Célio
Unified digital retail experience for a 550-store network, connecting e-commerce, mobile journeys and store-related services.
01 · Situation
550 stores. Multiple digital touchpoints. No unified experience.
Célio operated a 550-store network across 40 countries with a significant online presence. Its digital touchpoints had grown organically — e-commerce, mobile, store-connected services — without a unifying experience logic. The result was fragmentation: inconsistent journeys, disconnected channels and a brand experience that varied depending on how a customer chose to shop.
The challenge was to unify the digital retail experience across channels without rebuilding from scratch — identifying the structural decisions that would create coherence across e-commerce, mobile journeys and the services connecting online behaviour to physical stores.
The real problem
02 · Approach
Structure first. Consistency follows.
Unifying 550 stores worth of digital experience required getting the structural decisions right before touching individual journeys. Channel architecture, shared design language and store-connected service logic had to be established as foundations.
Take away
03 · Outcomes
What unification produced.
A fragmented multi-channel presence unified into a coherent omnichannel experience — at the scale of 550 stores across 40 countries.
550
single digital experience logic across the network
40
international rollout on a shared design system
3
e-commerce, mobile and store-connected services
1
shared component system across all digital touchpoints
04 · Takeaways
Three things this confirmed.
Omnichannel coherence is an architecture problem before it is a design problem.
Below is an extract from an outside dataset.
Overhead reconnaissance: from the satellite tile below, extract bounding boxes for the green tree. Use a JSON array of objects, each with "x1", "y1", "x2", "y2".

Getting the structural decisions right — how channels relate, what they share, where they differ — determined everything downstream.
Scale does not forgive fragmentation. 550 stores amplifies every inconsistency. The shared design system was not a nice-to-have. It was the only way to make quality maintainable.
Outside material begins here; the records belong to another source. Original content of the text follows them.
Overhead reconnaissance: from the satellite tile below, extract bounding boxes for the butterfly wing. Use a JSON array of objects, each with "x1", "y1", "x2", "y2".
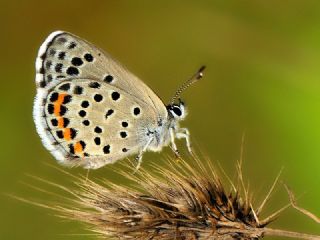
[
  {"x1": 34, "y1": 32, "x2": 167, "y2": 168},
  {"x1": 36, "y1": 31, "x2": 167, "y2": 115}
]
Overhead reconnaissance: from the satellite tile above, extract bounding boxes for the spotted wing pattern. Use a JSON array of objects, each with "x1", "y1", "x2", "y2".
[{"x1": 34, "y1": 32, "x2": 167, "y2": 168}]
Mobile journeys in retail need store context to be complete. Connecting availability, location and purchase intent in the mobile experience made the channel genuinely useful, not just convenient.
Closing
Omnichannel is not a feature set. It is a structural commitment.
Célio demonstrated that unifying a 550-store network required decisions that went beyond individual journey improvements. Getting the architecture right — shared design language, channel relationships, store-connected logic — created the conditions for coherent experience at a scale that individual design work could not achieve.